Samples were analysed on a Thermo Scientific Easy nLC-1000 coupled online to a Bruker Daltonics Impact II UHR QTOF. Briefly, peptides were loaded onto a 20 cm x 75 µm I.D. analytical column packed with 1.8 µm C18 material (Dr. Maisch GmbH, Germany) in 100% buffer A (99.9% H2O, 0.1% formic acid) at 800 bar followed by a linear gradient elution in buffer B (99.9% acetonitrile, 0.1% formic acid) to a final 30% buffer B for a total 180 min including washing with 95% buffer B. Eluted peptides were ionised by ESI and peptide ions were subjected to tandem MS analysis using a data-dependent acquisition method. A top17 method was employed, where the top 17 most intense multiply charged precursor ions were isolated for MS/MS using collision-induced-dissociation, and actively excluded for 30 s.

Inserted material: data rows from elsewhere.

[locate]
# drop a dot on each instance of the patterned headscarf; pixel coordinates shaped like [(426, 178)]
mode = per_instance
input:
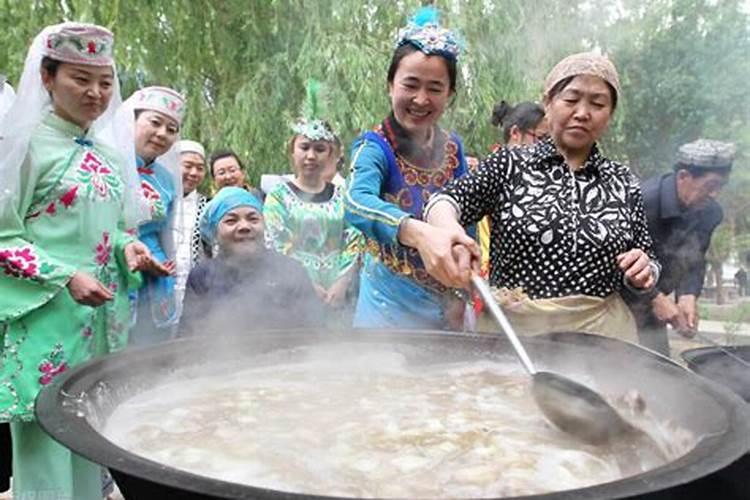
[(424, 32), (584, 63), (226, 199), (707, 153)]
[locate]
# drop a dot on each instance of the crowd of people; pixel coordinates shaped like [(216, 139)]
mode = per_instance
[(106, 242)]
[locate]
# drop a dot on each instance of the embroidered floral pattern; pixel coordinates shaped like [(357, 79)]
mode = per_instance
[(103, 250), (53, 366), (100, 180), (156, 204), (20, 262)]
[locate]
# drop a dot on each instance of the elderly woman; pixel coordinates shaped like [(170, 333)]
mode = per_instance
[(158, 116), (569, 229), (268, 289), (67, 259)]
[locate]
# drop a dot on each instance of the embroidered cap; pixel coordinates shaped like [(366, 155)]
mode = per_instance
[(424, 32), (161, 99), (228, 198), (80, 43), (707, 153), (186, 146), (584, 63)]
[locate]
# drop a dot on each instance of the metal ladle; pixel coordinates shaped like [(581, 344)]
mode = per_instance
[(570, 406)]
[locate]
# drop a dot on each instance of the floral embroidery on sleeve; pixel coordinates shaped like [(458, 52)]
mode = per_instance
[(19, 262), (156, 204), (54, 366), (103, 250)]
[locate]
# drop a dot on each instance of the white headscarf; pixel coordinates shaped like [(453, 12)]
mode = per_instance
[(33, 102), (7, 96)]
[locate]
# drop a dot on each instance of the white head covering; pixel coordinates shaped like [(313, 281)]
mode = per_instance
[(33, 102), (171, 104), (186, 146), (7, 96)]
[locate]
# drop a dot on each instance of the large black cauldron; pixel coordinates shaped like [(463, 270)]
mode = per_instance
[(78, 403)]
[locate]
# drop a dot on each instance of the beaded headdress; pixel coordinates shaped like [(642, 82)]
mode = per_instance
[(311, 124), (424, 32), (80, 43), (707, 153)]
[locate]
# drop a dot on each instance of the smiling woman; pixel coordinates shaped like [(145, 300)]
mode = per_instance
[(158, 115), (569, 230), (395, 168)]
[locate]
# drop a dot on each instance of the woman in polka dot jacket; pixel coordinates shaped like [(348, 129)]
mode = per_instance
[(569, 228)]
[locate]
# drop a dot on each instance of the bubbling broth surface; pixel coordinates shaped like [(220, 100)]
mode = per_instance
[(373, 425)]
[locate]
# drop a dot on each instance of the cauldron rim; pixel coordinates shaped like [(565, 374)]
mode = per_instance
[(75, 432)]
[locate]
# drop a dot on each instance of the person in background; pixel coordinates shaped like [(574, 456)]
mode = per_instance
[(740, 277), (226, 169), (67, 199), (246, 286), (522, 125), (305, 216), (568, 229), (395, 168), (188, 246), (682, 215), (158, 115)]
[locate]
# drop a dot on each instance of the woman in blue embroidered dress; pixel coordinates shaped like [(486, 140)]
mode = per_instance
[(158, 116), (395, 169)]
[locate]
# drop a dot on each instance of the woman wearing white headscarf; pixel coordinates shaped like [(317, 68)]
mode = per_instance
[(158, 113), (67, 260), (569, 230)]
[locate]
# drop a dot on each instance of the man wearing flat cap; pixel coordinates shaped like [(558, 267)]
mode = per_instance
[(188, 245), (682, 214)]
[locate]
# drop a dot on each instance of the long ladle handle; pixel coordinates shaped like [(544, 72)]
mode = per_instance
[(484, 291), (722, 349)]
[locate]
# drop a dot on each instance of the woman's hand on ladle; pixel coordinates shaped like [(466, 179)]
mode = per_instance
[(637, 268)]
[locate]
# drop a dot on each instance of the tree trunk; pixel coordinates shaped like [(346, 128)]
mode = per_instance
[(717, 269)]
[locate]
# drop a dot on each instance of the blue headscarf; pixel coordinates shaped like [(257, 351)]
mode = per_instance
[(226, 199)]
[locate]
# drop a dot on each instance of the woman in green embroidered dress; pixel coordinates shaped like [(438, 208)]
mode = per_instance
[(305, 216), (66, 259)]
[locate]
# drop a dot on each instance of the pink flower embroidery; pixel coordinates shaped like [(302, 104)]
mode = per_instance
[(68, 198), (20, 262), (103, 250), (50, 371), (54, 366), (97, 172)]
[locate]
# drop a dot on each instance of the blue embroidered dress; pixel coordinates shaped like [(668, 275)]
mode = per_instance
[(388, 184), (156, 311)]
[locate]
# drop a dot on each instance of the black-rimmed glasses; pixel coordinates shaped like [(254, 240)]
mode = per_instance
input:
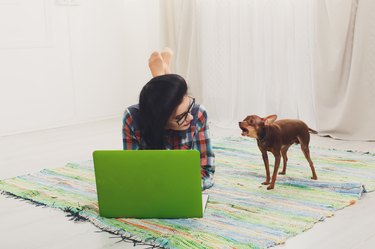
[(183, 116)]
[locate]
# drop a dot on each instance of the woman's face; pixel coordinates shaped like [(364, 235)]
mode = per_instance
[(181, 116)]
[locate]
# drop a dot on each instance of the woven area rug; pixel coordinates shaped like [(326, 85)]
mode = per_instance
[(241, 213)]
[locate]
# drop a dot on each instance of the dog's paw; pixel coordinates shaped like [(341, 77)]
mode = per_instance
[(270, 187)]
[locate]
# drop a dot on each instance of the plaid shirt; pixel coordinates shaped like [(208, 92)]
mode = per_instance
[(194, 138)]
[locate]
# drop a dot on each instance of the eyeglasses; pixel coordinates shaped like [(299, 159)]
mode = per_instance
[(183, 116)]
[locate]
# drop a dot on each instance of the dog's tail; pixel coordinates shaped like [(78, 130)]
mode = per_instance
[(312, 131)]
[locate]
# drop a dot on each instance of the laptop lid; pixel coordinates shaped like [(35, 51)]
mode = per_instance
[(148, 183)]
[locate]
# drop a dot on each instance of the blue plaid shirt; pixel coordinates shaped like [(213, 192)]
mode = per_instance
[(196, 137)]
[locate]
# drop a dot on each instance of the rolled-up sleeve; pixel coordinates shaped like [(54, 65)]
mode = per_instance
[(202, 142)]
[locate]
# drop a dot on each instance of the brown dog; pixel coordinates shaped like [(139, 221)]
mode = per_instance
[(277, 137)]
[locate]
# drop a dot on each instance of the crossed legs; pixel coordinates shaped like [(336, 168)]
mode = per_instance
[(159, 63)]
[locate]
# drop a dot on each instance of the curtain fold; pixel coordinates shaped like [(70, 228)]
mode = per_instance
[(344, 69)]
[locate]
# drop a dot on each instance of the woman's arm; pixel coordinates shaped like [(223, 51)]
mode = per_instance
[(202, 142), (129, 138)]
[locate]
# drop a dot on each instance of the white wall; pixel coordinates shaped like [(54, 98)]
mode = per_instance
[(62, 64)]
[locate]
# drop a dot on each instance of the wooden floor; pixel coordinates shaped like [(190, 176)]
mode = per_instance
[(23, 225)]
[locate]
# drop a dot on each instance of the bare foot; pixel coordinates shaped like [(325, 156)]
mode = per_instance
[(156, 64), (167, 54)]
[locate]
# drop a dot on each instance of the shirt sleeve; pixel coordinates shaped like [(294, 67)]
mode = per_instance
[(202, 143), (129, 138)]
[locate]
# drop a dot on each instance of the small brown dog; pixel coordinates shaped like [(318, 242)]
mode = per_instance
[(277, 137)]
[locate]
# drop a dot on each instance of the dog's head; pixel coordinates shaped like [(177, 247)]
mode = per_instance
[(252, 124)]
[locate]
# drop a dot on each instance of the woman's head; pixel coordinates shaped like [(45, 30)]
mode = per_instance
[(162, 102)]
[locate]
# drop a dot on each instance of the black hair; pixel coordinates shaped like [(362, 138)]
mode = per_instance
[(157, 101)]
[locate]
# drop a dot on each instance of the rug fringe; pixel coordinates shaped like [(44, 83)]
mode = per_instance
[(76, 216)]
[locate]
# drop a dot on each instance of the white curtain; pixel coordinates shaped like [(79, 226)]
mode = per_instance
[(345, 69), (288, 57)]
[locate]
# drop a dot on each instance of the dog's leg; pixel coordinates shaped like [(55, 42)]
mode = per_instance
[(267, 166), (277, 155), (306, 152), (285, 158)]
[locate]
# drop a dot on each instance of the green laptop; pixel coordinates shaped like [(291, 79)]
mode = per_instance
[(149, 183)]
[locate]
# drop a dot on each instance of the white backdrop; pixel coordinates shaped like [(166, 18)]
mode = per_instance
[(63, 65)]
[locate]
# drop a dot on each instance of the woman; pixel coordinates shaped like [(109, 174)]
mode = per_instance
[(167, 118)]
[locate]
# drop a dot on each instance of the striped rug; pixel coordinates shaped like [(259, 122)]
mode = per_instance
[(241, 213)]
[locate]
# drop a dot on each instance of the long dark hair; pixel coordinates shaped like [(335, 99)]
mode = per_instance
[(157, 101)]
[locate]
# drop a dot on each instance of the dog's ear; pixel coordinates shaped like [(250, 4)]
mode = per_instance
[(270, 119)]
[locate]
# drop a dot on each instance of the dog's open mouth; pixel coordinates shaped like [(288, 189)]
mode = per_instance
[(245, 132)]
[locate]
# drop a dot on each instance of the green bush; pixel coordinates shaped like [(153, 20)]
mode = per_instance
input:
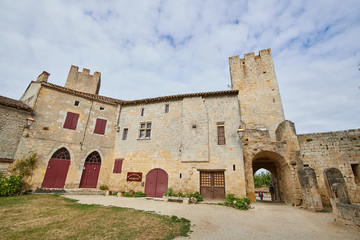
[(196, 195), (104, 187), (10, 186), (137, 194), (239, 203), (25, 165)]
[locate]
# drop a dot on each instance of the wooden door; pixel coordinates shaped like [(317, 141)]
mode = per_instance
[(212, 185), (156, 183), (57, 169), (90, 174)]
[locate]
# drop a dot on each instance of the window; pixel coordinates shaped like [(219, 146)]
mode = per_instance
[(71, 120), (145, 130), (118, 165), (125, 133), (100, 126), (221, 135)]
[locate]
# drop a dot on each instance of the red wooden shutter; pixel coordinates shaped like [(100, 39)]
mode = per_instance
[(100, 126), (221, 135), (71, 120), (118, 165)]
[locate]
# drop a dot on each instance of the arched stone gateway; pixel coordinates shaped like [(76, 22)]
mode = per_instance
[(57, 169), (283, 177), (156, 183), (91, 171)]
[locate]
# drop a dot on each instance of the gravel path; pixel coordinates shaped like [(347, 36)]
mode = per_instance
[(264, 221)]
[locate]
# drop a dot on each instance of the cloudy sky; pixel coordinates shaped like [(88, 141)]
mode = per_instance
[(156, 48)]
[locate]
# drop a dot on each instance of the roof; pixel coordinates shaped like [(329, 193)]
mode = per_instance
[(9, 102), (114, 101)]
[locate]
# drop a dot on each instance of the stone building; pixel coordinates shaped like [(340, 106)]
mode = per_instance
[(211, 142)]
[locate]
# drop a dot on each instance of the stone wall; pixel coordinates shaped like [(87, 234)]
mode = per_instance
[(260, 102), (12, 123), (340, 150), (182, 142), (47, 134)]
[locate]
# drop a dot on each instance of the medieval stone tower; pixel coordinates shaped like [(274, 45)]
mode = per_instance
[(260, 102), (83, 81)]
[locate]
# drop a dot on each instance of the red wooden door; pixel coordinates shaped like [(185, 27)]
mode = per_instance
[(91, 171), (156, 183), (56, 173), (90, 175), (57, 169)]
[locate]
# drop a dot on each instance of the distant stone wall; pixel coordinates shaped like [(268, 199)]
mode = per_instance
[(340, 150), (12, 123)]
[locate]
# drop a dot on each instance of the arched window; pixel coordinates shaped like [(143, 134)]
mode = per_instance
[(62, 153), (93, 157)]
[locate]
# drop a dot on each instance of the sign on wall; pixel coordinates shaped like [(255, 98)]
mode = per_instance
[(134, 176)]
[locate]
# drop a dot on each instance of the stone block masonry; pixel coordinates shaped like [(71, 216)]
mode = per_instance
[(341, 150)]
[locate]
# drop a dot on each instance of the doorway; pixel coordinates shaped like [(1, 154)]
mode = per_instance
[(212, 184), (156, 183), (57, 169), (90, 174)]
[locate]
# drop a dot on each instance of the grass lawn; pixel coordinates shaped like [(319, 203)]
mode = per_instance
[(55, 217)]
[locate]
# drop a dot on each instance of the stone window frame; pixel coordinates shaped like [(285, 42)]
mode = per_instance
[(100, 126), (125, 133), (145, 130), (220, 126), (71, 120)]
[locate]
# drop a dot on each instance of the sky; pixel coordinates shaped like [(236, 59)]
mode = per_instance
[(154, 48)]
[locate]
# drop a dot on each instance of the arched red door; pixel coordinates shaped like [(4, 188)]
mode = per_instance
[(156, 183), (91, 171), (57, 169)]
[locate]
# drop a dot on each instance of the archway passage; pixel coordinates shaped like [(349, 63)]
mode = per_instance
[(57, 169), (91, 171), (274, 163), (156, 183)]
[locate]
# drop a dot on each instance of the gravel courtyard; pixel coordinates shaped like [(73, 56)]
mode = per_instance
[(264, 221)]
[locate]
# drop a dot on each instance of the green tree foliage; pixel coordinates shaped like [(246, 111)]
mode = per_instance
[(262, 179)]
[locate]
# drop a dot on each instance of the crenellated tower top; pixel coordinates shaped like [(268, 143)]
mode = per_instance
[(83, 81), (259, 96)]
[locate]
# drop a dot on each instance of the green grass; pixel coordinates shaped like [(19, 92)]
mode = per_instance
[(55, 217)]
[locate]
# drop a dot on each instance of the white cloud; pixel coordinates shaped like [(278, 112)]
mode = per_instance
[(155, 48)]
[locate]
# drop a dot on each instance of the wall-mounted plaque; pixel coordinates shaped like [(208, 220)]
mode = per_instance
[(134, 176)]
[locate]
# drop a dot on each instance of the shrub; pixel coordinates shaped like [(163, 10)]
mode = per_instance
[(104, 187), (196, 195), (10, 186), (239, 203), (137, 194), (25, 165)]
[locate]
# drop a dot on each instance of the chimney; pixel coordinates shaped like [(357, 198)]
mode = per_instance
[(43, 77)]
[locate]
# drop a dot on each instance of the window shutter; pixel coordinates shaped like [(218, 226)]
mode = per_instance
[(221, 135), (71, 120), (100, 126), (118, 165)]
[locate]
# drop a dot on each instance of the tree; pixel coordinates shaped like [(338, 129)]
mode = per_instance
[(262, 179)]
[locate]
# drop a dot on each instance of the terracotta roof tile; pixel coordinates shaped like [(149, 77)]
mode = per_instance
[(132, 102), (9, 102)]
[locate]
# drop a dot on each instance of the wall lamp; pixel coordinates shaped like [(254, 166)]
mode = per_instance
[(240, 131), (29, 122)]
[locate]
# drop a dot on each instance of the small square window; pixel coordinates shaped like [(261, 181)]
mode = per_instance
[(145, 130), (125, 132)]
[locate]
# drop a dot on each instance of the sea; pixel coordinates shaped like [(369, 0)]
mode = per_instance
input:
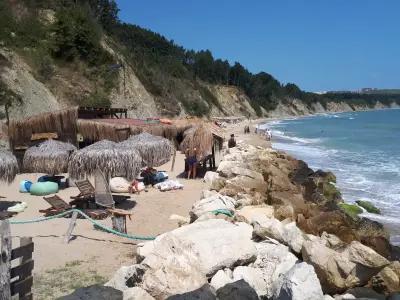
[(361, 148)]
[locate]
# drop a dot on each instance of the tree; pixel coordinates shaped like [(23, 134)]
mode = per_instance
[(8, 98)]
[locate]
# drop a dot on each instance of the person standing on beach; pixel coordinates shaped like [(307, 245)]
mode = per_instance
[(191, 159), (232, 141)]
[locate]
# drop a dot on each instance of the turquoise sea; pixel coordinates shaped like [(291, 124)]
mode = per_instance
[(361, 148)]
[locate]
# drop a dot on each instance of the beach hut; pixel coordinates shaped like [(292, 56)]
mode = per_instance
[(206, 139), (50, 157), (8, 166), (154, 150), (108, 157)]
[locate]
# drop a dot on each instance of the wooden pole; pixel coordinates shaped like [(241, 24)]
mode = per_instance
[(71, 227), (173, 161), (5, 260)]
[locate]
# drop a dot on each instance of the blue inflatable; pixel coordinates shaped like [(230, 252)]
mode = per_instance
[(44, 188), (25, 186)]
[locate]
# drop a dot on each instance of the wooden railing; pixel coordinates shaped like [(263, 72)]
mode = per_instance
[(16, 266)]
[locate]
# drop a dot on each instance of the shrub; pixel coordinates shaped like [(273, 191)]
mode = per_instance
[(369, 207)]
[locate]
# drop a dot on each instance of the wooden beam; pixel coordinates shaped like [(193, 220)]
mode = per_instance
[(5, 260), (71, 227)]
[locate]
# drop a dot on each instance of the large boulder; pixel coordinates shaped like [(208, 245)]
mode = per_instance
[(225, 167), (203, 293), (210, 176), (246, 184), (273, 258), (95, 292), (388, 280), (238, 290), (299, 283), (173, 267), (210, 204), (220, 244), (137, 293), (247, 213), (339, 271), (288, 234), (221, 278)]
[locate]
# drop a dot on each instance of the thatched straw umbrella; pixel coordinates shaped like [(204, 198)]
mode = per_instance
[(107, 157), (8, 166), (50, 157), (199, 137), (154, 150)]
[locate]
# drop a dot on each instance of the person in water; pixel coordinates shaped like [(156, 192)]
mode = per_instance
[(232, 141), (191, 159)]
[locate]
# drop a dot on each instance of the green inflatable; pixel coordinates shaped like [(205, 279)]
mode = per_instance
[(44, 188)]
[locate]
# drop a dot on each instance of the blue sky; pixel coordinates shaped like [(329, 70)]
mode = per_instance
[(318, 44)]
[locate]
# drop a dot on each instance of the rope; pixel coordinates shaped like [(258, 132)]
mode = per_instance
[(226, 212), (105, 228)]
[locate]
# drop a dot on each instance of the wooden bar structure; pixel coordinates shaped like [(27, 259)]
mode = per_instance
[(15, 280), (102, 112)]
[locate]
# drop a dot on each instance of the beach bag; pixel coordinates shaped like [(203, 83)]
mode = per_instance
[(44, 188), (119, 185), (25, 186)]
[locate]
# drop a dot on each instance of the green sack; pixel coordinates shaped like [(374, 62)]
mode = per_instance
[(44, 188)]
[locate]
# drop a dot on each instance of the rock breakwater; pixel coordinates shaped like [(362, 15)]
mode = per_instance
[(288, 238)]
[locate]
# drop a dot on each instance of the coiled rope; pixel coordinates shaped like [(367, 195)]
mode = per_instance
[(105, 228)]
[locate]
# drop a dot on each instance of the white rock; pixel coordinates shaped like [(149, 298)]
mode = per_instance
[(254, 277), (288, 234), (225, 167), (212, 203), (274, 258), (173, 267), (293, 237), (210, 176), (268, 228), (125, 274), (299, 283), (221, 278), (207, 193), (247, 213), (137, 293), (220, 244), (365, 256)]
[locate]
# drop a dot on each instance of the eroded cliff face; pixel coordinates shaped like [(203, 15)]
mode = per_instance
[(18, 76), (295, 107), (69, 86)]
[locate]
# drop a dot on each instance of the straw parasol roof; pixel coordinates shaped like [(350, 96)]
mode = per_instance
[(108, 157), (199, 137), (154, 150), (50, 157), (8, 166)]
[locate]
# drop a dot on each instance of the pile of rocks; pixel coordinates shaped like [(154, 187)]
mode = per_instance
[(261, 252)]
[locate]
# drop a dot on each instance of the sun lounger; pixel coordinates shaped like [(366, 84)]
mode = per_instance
[(102, 194), (58, 205)]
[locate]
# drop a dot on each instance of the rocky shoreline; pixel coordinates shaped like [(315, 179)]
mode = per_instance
[(268, 227)]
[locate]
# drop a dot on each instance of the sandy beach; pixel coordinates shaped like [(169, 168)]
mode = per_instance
[(97, 250)]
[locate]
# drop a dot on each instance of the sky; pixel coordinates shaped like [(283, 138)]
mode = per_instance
[(320, 45)]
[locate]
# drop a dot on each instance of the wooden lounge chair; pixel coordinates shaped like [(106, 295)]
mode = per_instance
[(58, 205)]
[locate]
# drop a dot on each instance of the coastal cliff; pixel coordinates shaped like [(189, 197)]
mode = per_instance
[(279, 233)]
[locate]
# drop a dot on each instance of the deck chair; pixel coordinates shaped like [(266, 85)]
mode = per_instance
[(58, 205), (102, 194)]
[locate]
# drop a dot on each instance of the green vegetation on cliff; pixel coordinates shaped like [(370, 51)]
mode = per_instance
[(55, 34)]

MGF files were extracted and searched using Mascot against the UniProt Homo sapiens database, with semi-ArgC specificity, TMT6plex quantification, variable oxidation of methionine, variable acetylation of N termini, 20 ppm MS1 error tolerance, 0.05 Da MS2 error tolerance and two missed cleavages. Mascot. dat files were imported into Scaffold Q+S v4.4.3 for peptide identification processing to a final FDR of 1%. Quantitative values were calculated through Scaffold and used for subsequent analyses.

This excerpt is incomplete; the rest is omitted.